Since the beginning of the Industrial Revolution, the world’s oceans are estimated to have taken up more than 30 per cent of all the carbon that humans have released into the atmosphere. On its own, the North Atlantic has absorbed about one-third of that, making it one the most intense carbon sinks on the planet on a per-square-kilometre basis.
A big reason for this is called the Atlantic meridional overturning circulation – a pattern of ocean currents that brings warmer and saltier surface waters from the tropics to the North, where they sink down and help carry carbon dioxide absorbed by the water into the deep ocean.
A prime motivation for better understanding this process is that any significant shift in ocean circulation would affect the amount by which countries need to reduce their carbon emissions to meet the goal of net zero.
“The variability of the ocean carbon sink is a critical unknown,” Dr. Waite said. “If we don’t take it into account, we’ve got a changing baseline ... and it’s absolutely impossible to have a credible carbon dioxide reduction scheme.”
Climate scientists point to several unknowns that make it difficult to predict how steeply global warming will trend upward this century, the biggest being how individuals, companies and governments will choose to act on the problem.

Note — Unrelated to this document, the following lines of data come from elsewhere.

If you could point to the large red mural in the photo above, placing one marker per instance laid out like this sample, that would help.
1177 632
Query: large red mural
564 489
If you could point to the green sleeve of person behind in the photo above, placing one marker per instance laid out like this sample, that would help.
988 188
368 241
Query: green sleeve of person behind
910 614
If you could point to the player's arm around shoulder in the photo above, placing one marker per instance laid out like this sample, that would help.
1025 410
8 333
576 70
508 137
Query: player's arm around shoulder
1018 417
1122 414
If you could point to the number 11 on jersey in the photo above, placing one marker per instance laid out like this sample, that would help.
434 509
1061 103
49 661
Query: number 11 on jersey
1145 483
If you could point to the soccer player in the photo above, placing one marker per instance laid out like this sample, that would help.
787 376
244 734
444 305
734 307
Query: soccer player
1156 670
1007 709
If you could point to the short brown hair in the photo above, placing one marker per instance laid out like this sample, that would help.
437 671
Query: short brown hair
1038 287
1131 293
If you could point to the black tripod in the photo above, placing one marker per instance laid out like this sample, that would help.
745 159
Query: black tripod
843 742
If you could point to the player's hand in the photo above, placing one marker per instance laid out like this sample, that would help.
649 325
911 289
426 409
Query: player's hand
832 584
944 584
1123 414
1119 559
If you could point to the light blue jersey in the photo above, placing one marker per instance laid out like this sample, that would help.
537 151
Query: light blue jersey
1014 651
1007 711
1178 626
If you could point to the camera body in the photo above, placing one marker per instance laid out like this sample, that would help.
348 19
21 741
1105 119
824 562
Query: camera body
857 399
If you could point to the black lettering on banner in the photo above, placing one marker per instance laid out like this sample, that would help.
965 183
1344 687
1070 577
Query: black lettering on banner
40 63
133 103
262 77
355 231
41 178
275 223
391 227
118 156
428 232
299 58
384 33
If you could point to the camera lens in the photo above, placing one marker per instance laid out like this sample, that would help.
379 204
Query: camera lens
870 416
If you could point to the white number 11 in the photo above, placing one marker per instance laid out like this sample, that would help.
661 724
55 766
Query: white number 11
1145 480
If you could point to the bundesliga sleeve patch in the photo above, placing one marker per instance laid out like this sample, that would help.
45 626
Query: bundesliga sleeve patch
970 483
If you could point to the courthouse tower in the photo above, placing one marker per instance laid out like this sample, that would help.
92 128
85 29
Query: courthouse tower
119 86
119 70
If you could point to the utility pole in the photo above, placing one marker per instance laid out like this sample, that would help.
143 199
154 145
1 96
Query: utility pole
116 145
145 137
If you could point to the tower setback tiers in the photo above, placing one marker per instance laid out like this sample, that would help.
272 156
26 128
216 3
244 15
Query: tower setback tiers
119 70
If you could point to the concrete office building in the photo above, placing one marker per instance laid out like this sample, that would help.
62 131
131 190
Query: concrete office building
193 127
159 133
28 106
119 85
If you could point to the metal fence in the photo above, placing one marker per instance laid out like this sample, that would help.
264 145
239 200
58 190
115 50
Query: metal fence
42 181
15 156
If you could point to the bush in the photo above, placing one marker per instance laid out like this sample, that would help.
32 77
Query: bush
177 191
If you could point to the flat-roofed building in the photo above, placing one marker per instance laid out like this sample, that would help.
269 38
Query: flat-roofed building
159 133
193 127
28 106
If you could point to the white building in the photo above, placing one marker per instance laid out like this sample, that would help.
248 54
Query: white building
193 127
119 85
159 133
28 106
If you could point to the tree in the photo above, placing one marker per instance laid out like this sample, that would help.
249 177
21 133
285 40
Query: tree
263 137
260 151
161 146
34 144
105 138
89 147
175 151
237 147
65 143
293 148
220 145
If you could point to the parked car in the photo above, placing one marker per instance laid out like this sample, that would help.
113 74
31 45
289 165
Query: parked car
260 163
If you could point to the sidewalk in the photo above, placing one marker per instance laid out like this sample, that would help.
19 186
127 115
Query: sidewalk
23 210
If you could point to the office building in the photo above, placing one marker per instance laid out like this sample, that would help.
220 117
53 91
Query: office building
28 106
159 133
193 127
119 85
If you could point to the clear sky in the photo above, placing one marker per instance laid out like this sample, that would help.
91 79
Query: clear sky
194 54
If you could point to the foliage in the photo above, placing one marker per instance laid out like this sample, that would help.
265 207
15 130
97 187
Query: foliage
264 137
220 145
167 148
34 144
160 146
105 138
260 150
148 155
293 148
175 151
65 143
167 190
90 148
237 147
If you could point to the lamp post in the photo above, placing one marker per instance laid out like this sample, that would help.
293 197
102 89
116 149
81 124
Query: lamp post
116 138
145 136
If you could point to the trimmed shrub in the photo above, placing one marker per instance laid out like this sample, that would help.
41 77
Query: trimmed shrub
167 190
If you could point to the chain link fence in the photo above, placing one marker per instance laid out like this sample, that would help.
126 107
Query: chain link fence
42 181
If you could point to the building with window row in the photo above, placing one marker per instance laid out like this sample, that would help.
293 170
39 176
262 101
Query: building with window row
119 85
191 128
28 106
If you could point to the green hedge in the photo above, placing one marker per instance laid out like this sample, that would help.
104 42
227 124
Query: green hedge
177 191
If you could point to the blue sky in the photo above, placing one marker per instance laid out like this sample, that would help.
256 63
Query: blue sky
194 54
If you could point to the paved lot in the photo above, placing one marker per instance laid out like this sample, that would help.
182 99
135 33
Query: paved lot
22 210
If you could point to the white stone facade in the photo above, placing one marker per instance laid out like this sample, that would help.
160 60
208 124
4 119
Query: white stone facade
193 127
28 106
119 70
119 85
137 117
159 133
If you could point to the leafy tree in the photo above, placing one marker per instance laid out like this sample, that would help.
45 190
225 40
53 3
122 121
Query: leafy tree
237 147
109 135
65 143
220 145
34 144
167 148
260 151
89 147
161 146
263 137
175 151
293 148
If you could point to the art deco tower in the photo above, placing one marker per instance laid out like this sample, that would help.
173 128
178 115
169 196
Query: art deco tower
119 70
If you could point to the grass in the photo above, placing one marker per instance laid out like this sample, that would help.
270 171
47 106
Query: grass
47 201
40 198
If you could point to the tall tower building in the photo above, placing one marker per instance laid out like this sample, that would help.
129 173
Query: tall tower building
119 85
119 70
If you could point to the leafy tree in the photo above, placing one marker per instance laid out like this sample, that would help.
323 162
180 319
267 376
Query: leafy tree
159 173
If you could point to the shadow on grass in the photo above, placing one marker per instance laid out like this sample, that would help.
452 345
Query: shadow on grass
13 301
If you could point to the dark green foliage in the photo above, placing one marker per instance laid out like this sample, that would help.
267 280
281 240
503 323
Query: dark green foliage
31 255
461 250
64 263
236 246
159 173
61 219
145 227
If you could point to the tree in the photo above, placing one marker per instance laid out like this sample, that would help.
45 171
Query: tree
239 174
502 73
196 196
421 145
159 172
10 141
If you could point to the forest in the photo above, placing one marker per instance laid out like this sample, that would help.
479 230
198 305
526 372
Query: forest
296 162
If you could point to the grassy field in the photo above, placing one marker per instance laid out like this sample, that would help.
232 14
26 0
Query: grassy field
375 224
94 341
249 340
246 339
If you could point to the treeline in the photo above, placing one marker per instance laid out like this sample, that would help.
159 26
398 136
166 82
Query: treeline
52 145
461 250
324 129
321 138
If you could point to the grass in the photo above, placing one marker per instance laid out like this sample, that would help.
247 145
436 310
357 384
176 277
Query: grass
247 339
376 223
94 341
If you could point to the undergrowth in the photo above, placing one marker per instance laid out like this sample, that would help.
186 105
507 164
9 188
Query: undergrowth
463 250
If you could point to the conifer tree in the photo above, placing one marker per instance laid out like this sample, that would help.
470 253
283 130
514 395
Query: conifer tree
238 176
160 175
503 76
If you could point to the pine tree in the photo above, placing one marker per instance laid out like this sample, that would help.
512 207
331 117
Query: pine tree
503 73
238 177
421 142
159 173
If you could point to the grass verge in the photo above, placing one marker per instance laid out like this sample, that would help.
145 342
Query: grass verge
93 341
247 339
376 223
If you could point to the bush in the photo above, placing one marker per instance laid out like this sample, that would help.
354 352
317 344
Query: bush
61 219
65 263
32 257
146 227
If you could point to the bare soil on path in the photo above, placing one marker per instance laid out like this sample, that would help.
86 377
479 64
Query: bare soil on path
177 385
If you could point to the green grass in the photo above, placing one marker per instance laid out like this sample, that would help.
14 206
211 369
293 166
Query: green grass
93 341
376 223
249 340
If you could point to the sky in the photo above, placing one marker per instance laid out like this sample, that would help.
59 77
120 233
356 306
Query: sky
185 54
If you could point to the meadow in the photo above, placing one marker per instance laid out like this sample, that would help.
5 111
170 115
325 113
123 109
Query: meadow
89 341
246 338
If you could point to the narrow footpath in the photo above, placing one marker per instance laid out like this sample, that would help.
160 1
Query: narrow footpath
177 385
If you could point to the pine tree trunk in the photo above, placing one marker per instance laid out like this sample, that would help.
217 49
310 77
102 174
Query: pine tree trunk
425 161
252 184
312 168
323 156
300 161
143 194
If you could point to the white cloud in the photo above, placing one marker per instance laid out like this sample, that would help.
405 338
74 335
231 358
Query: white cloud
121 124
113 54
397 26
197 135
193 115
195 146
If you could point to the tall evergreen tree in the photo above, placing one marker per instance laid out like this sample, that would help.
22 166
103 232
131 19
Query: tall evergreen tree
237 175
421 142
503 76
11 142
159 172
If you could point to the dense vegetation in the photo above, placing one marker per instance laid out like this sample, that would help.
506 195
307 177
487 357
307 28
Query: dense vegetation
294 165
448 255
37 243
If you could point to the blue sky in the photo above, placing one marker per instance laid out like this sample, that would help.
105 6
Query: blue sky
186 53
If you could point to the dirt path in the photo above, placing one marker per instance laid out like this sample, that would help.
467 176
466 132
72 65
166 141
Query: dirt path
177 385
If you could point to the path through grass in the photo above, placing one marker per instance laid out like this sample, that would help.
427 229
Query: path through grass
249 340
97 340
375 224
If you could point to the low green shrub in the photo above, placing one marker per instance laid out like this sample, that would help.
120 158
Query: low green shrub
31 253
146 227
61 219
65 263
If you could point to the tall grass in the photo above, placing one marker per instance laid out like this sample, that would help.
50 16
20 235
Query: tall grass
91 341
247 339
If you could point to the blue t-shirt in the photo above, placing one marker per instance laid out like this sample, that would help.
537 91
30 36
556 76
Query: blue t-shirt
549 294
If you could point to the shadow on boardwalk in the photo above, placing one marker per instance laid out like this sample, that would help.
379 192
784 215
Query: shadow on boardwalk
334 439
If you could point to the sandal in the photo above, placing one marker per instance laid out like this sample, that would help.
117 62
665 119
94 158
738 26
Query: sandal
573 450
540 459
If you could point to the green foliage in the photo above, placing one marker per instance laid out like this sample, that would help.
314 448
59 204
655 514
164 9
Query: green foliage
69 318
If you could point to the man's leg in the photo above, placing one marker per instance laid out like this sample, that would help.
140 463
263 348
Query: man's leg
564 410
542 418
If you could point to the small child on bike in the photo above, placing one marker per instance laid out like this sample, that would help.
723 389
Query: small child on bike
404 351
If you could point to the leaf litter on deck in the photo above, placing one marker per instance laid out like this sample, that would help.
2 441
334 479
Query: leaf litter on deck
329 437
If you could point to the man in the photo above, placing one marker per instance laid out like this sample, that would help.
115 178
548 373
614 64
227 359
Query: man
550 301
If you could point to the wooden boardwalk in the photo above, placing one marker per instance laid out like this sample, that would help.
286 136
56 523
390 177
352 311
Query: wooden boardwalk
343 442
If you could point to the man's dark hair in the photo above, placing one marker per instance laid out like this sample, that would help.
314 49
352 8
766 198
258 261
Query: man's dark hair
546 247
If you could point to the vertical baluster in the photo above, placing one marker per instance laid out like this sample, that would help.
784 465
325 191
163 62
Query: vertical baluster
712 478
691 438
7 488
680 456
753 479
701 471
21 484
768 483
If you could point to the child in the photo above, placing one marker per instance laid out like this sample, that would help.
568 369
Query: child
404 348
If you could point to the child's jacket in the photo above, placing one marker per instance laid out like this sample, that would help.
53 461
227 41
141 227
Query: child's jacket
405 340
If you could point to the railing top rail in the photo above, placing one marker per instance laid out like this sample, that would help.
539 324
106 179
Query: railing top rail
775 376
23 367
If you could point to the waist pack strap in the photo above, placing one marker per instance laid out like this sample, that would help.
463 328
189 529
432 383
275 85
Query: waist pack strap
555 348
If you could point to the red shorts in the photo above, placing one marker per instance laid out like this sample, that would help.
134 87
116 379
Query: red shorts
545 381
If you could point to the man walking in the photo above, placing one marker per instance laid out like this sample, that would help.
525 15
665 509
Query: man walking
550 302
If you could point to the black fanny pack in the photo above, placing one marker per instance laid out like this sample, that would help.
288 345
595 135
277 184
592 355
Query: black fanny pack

There are also questions about how carbon uptake is changing in the terrestrial environment because of land use, deforestation, wild fires and other effects.
From that perspective, the ocean is not quite as unpredictable, however, it remains extremely important, said Neil Swart, a research scientist at the Canadian Centre for Climate Modeling and Analysis in Victoria, who is not involved in the proposal.
Dr. Swart said that the North Atlantic is an ideal place to study the ocean’s role in the global carbon cycle because any uncertainties in the system that can affect the accuracy of climate models are magnified there.
“Having sustained, long-term, high-quality observations would really help us quantify those [uncertainties] and validate the models,” he said.
Brad deYoung, an oceanographer at Memorial University in Newfoundland and a supporter of the proposal, said that one of its key goals was to provide a reliable stream of data over many years, much like weather stations do on land, instead of relying on short-term observations by individual research teams with limited funding.
Such data would help scientists better interpret recent evidence that points to changes in the circulation system in the North Atlantic. This may have to do with the increase in freshwater flooding onto the surface waters, particularly in the Labrador Sea, because of the melting and break up of Arctic ice.
Dr. deYoung said that the effort requires probes that can automatically gather data without humans present, particularly during winter months, which are important from a scientific perspective but are notoriously challenging for ship-based measurements because of cold temperatures, extreme winds and treacherous seas.
“Nobody wants to be out there in a boat, but surface vehicles and autonomous underwater vehicles like gliders can carry sensors out there and can operate even in winter conditions,” he said.
Canada has already been moving in the direction of more autonomous data gathering in the ocean. Last year, a $9-million grant from the Canada Foundation for Innovation was awarded to Dalhousie University in Halifax for 40 autonomous probes, known as “Argo floats” that can periodically alter their buoyancy to dive deeply below the surface to make measurements and then come up again to transmit data.
Katja Fennel, an oceanographer who studies the effects of climate change on marine systems and is principal investigator for the project, said the effort would be a partial step toward the much larger vision of the North Atlantic Carbon Observatory.
“I’m a bit optimistic, at least about our ability to now finally observe what is happening in the ocean,” she said. “In order to take action, we have to know what’s happening ... and now there is a viable path to get that knowledge.”